The company issued an emergency statement on Twitter to urge customers to "take immediate action" and install the latest updates to protect their servers and funds from cybercriminals.
As reported by the company itself, after downloading a malicious Java application, attackers were able to perform the following actions on compromised devices:
the ability to access the company's database;
the ability to read and decrypt API keys used to access funds in crypto wallets and exchanges;
transfer of funds from crypto wallets;
downloading usernames, their password hashes and disabling 2FA;
the ability to access terminal event logs and search for cases where customers scanned private keys at an ATM.
“The General Bytes cloud service was hacked in the same way as the standalone servers of other operators,” the company said in a statement.
General Bytes also provided a long list of cryptocurrency addresses used by the hackers during the attack. According to the company, cyberthugs began stealing cryptocurrencies from bitcoin ATM servers on March 17, with the hackers' bitcoin address receiving 56.28570959 BTC worth about $1,589,000 and 21.79436191 Ethereum worth about $39,000.
Although the attackers Bitcoin wallet still contains the stolen cryptocurrency, it seems that the cybercriminals used Uniswap to convert the stolen Ethereum into USDT.
General Bytes recommended CAS (Crypto Application Server) administrators to check log files for any suspicious activity, and users to change passwords from their crypto wallets without fail.
The company said it is shutting down its cloud service because it finds it "theoretically and practically impossible" to protect it from attackers.

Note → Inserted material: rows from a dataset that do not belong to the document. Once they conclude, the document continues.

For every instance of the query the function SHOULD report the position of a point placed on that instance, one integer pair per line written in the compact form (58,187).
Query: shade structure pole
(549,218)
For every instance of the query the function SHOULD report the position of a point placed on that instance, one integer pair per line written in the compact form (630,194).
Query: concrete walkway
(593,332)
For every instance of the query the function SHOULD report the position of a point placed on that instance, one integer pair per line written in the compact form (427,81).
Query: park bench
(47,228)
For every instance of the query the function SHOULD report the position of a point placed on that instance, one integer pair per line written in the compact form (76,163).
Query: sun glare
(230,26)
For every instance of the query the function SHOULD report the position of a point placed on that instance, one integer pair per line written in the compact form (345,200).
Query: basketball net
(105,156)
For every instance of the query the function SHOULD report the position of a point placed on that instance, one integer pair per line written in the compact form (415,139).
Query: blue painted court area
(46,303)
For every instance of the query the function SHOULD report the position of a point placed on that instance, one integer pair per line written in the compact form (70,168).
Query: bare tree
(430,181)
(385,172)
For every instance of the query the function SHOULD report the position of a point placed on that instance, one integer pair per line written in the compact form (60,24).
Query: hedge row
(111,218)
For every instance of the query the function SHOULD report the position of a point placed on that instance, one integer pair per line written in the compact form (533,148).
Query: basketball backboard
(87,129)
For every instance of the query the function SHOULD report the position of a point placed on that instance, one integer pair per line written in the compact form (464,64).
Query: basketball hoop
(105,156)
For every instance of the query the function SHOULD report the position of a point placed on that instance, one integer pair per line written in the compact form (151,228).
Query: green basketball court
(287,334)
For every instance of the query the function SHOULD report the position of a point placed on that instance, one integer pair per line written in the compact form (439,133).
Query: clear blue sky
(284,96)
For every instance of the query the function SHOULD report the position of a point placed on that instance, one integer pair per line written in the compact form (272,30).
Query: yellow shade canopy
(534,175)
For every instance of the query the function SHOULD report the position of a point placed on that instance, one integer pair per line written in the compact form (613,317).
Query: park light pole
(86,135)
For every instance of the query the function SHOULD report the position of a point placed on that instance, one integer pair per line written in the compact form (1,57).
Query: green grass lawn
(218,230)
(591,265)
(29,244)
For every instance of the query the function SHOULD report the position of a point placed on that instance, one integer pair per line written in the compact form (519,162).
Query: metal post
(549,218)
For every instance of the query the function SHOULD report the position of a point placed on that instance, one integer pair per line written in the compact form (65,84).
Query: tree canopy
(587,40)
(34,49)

In the near future, the company will transfer the entire infrastructure to another cloud provider.
General Bytes has also released two CAS security patches that fix the vulnerability exploited by the hackers. It is quite interesting that since 2021, the hacked system has been subjected to multiple security checks, but none of them have revealed a vulnerability due to which the attackers hit the jackpot.
The company says it plans to conduct numerous security audits of its products with the help of several third-party cybersecurity companies in the near future. So General Bytes is going to find and fix other potential vulnerabilities before they are discovered and exploited by hackers.